Depuis cinq ans, le gouvernement, loin de s'adresser à l'ensemble des Français, négocie ou non avec des catégories professionnelles. Cela a produit, surtout en 2001, année préélectorale, une série de mesures adoptées dans l'urgence, qui ne correspondent plus au programme qu'il s'était fixé au départ. Si les 35 heures, la CMU, l'APA (aide aux personnes dépendantes) constituent de grandes réformes, les largesses distribuées aux gendarmes ou aux policiers ont été dictées par la panique. Elles creusent le déficit du budget et, surtout, elles ne font pas partie d'un plan d'ensemble.
L'autre réforme
La droite devrait se réunir autour d'idées réformistes (et non révolutionnaires) qui s'inspirent de la nature de chaque problème pour rechercher la solution, sans recourir ni à la théorie ni au dogmatisme.

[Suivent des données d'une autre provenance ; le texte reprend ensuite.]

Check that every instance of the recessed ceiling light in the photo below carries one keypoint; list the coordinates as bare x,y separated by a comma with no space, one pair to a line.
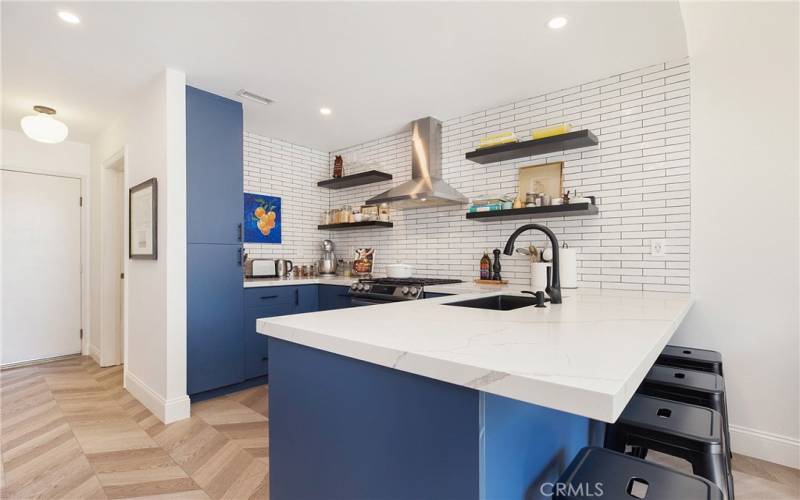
69,17
43,127
557,23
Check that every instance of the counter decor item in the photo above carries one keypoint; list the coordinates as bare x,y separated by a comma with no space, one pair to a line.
364,261
262,218
541,133
496,267
485,264
568,266
546,179
399,271
143,220
338,167
327,263
497,139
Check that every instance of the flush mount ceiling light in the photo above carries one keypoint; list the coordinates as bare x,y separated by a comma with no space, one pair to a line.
557,23
43,127
246,94
69,17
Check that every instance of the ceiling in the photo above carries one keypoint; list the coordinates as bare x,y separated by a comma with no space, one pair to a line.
376,65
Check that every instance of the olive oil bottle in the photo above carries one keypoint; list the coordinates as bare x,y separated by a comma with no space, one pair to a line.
486,264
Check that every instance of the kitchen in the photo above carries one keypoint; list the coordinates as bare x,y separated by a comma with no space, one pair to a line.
510,283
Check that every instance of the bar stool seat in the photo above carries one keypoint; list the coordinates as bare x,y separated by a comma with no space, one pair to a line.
624,477
682,430
691,358
688,386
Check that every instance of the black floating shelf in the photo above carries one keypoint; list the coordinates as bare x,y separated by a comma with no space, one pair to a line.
514,150
535,212
353,180
355,225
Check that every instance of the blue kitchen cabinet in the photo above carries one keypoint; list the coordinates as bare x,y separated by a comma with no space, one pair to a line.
215,298
333,297
307,299
267,302
215,334
214,168
256,355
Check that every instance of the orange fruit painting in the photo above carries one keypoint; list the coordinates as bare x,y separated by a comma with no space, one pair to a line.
262,215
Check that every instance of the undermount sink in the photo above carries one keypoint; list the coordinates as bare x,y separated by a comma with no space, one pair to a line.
496,302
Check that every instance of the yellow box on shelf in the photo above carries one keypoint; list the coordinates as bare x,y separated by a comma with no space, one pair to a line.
561,128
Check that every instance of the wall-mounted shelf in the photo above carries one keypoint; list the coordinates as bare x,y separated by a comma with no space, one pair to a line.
571,210
514,150
353,180
355,225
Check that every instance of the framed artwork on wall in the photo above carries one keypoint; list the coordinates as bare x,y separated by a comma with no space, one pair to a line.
143,220
546,178
262,218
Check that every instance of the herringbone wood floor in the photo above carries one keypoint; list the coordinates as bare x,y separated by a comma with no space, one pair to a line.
69,430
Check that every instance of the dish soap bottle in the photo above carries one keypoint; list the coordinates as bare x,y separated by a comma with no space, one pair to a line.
486,263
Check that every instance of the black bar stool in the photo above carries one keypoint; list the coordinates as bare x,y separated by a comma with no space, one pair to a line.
691,358
688,386
682,430
621,476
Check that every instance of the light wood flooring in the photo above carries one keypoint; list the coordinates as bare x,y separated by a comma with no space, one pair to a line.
69,430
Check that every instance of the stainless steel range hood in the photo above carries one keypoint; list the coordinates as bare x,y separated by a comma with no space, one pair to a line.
426,187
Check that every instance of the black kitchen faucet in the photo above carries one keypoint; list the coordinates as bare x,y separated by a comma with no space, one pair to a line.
553,285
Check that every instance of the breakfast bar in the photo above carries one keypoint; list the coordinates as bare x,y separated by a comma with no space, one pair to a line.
431,399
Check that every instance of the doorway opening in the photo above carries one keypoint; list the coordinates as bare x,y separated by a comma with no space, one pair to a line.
109,344
41,262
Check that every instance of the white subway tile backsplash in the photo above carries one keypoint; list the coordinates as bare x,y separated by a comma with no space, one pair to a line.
639,173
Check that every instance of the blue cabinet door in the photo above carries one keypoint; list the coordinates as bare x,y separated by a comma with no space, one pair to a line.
256,355
333,297
215,334
214,168
307,299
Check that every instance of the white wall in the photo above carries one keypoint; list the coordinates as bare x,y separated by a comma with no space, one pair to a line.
67,158
153,135
745,215
639,173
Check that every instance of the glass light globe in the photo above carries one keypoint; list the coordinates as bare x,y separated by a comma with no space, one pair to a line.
44,128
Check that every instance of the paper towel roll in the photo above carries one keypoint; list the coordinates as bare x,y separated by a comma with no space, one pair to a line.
539,276
568,267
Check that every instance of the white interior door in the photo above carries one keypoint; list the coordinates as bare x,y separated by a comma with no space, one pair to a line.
41,273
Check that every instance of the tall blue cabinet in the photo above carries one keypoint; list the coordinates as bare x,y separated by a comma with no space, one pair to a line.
215,297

Quand M. Pasqua se présente comme l'héritier authentique du gaullisme, il préjuge de ce que de Gaulle aurait fait aujourd'hui. Le général a montré à plusieurs reprises, notamment au sujet de la guerre d'Algérie, qu'il était capable de changer complètement d'attitude quand une crise le lui commandait. A l'inverse, M. Chirac peut dire aujourd'hui que le général de Gaulle serait devenu aujourd'hui aussi européen que lui, mais pas davantage, et le premier président de la Ve République n'est pas là pour le démentir.
Et quand Jean-Pierre Chevènement fait une campagne - par ailleurs remarquable - sur des idées que de Gaulle nourrissait il y a quarante ans, il ne tire sa popularité que de l'éternelle nostalgie des Français pour un « bon vieux temps » de toute façon révolu.
Pour une puissance moyenne comme la France, la question, en effet, n'est pas de savoir si elle garde ou non sa place dans le monde. L'Amérique est une superpuissance mais, sur le territoire américain, il y a beaucoup de pauvres et de gens malheureux, des gens qui font fortune et d'autres qui, au soir de leur vie, sont dans un dénuement total. Forts de ce constat, les socialistes tournent le dos à l'exemple offert par l'économie libérale. Mais ils n'ont pas réduit l'écart entre riches et pauvres et, contrairement à ce qu'ils affirment, l'approche purement sociale des problèmes sociaux n'est pas une garantie d'égalité.
La droite doit donc faire passer un discours qui s'appuie sur quelques constats apportés par l'expérience : c'est en soutenant l'économie, non en redistribuant une proportion toujours plus élevée des recettes de l'Etat, qu'on fera reculer la pauvreté et les injustices. Le gouvernement théoriquement le plus généreux n'est pas, en pratique, le plus efficace. On ne crée pas de vrais emplois durables quand on surcharge la fonction publique ; et on ne doit pas, notamment, imposer le bonheur : affirmer que travailler moins rend les gens plus heureux n'est pas certain ; faire croire aux patients qu'ils seront mieux soignés sans que leurs cotisations maladie soient augmentées est un leurre ; leur dire qu'ils peuvent prendre leur retraite avec un montant identique et en cotisant moins longtemps est une duperie.
Si l'opposition a un peu de courage, elle doit faire campagne sur ces thèmes-là, malgré leur impopularité. Les gens de pouvoir croient toujours qu'ils ne peuvent pas dire la vérité à leurs électeurs. D'abord ils se trompent, et ensuite les faits sont têtus ; les oublier en période électorale, c'est les retrouver après les élections.